Her work has recently been featured in Create! Magazine’s Of Land and Longing, in an artist interview with Visionary Art Collective, and was reviewed by Tris McCall on NJArts.net.
In addition to her studio practice, Wainwright has taught painting and drawing at the School of the Art Institute of Chicago and other colleges, bringing her deep understanding of color, form, and process into the classroom.
ARTIST STATEMENT
I’ve always been drawn to working from life, especially outdoors, where changes in light, weather, and season create an endless range of possibilities. Landscape, for me, is not only an endlessly fascinating subject but also a point of departure — a framework through which to explore perception, memory, and the material nature of paint itself.
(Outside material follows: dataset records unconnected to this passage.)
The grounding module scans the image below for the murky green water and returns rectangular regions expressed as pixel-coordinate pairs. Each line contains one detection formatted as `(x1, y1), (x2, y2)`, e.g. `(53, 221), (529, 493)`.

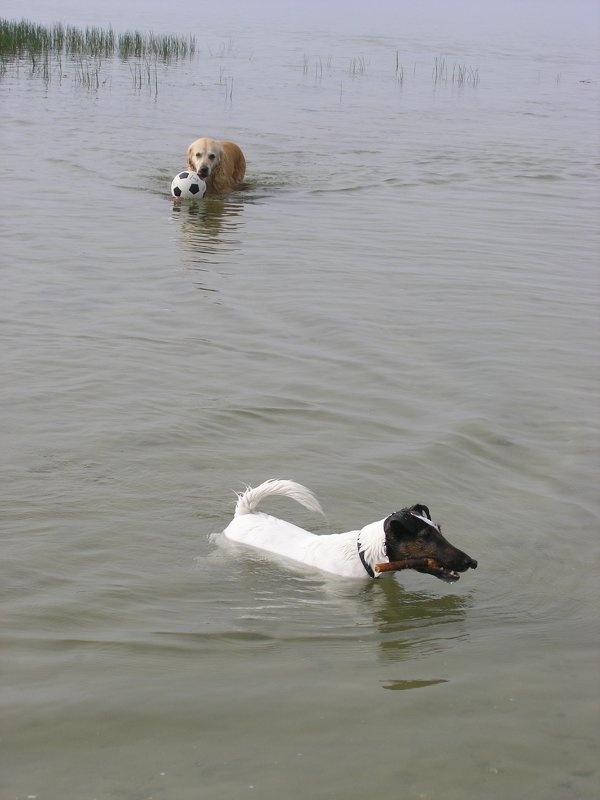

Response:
(0, 3), (600, 800)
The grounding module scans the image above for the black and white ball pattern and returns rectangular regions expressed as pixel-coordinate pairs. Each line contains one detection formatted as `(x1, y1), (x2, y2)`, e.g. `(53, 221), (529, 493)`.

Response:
(171, 170), (206, 200)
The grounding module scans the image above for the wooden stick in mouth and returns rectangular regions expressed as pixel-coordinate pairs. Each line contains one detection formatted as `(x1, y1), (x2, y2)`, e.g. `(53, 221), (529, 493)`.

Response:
(374, 558), (439, 572)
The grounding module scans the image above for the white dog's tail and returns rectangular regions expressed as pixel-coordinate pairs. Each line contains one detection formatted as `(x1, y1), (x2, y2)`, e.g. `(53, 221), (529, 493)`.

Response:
(234, 480), (323, 517)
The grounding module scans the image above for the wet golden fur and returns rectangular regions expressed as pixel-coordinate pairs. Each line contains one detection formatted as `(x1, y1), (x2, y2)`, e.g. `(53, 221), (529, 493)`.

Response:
(187, 137), (246, 194)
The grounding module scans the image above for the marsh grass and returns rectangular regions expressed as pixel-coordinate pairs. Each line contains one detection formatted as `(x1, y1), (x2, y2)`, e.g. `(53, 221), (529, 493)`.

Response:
(431, 57), (479, 88)
(0, 18), (196, 62)
(0, 18), (196, 92)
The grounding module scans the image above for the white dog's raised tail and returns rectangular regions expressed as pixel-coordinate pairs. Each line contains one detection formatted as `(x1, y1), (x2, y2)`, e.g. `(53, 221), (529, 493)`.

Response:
(234, 479), (324, 517)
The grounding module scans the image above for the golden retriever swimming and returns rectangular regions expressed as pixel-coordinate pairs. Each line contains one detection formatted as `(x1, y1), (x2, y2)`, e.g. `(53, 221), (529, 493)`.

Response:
(187, 137), (246, 194)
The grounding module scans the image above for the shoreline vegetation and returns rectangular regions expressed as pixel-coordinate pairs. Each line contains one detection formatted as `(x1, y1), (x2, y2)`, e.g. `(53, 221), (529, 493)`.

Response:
(0, 18), (196, 63)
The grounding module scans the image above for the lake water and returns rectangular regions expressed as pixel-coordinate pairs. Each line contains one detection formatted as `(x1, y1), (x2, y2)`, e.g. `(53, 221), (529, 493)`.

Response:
(0, 0), (600, 800)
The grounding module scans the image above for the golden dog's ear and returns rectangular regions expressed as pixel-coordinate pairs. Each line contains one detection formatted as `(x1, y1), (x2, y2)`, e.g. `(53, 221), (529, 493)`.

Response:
(187, 145), (195, 169)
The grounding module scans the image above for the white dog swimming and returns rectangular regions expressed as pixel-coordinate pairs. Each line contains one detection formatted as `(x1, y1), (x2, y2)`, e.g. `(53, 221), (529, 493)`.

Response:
(224, 480), (477, 582)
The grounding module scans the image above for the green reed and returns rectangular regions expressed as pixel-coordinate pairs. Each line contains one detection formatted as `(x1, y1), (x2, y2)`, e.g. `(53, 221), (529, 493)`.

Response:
(0, 18), (196, 62)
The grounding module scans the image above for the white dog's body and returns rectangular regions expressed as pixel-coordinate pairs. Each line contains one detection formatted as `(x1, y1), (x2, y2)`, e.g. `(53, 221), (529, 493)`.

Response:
(224, 480), (387, 578)
(224, 480), (477, 582)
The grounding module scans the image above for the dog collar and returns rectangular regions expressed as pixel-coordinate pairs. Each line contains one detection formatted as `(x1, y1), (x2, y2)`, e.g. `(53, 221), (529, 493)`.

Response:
(356, 537), (375, 578)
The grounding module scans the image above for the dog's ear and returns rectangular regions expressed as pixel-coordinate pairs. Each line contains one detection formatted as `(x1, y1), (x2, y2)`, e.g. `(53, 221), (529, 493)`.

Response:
(187, 145), (195, 169)
(408, 503), (431, 520)
(383, 508), (423, 538)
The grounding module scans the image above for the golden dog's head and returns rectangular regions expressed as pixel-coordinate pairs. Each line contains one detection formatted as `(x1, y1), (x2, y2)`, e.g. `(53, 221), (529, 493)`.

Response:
(187, 137), (223, 179)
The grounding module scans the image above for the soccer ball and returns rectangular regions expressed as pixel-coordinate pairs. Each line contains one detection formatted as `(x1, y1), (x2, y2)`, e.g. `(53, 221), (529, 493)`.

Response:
(171, 170), (206, 200)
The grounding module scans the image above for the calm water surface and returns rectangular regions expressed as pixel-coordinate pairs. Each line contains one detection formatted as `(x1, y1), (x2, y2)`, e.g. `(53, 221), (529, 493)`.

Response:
(0, 3), (600, 800)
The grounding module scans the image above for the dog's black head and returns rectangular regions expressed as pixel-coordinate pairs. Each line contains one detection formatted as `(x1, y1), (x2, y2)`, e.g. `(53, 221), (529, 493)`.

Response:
(383, 505), (477, 582)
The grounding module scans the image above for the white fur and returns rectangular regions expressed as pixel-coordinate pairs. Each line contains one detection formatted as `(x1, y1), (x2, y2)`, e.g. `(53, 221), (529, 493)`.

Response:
(224, 480), (388, 578)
As I paint, I move from direct observation toward something more intuitive and gestural. What begins as a specific place often dissolves into an accumulation of marks, color, and rhythm — a record not just of what I see, but of what I remember seeing. Each painting becomes a negotiation between the immediacy of observation and the persistence of memory.
The urgency of trying to hold onto a fleeting moment drives much of the energy in my work. Every canvas is an attempt to translate that experience — the act of looking, recalling, and reimagining — into something both physical and alive.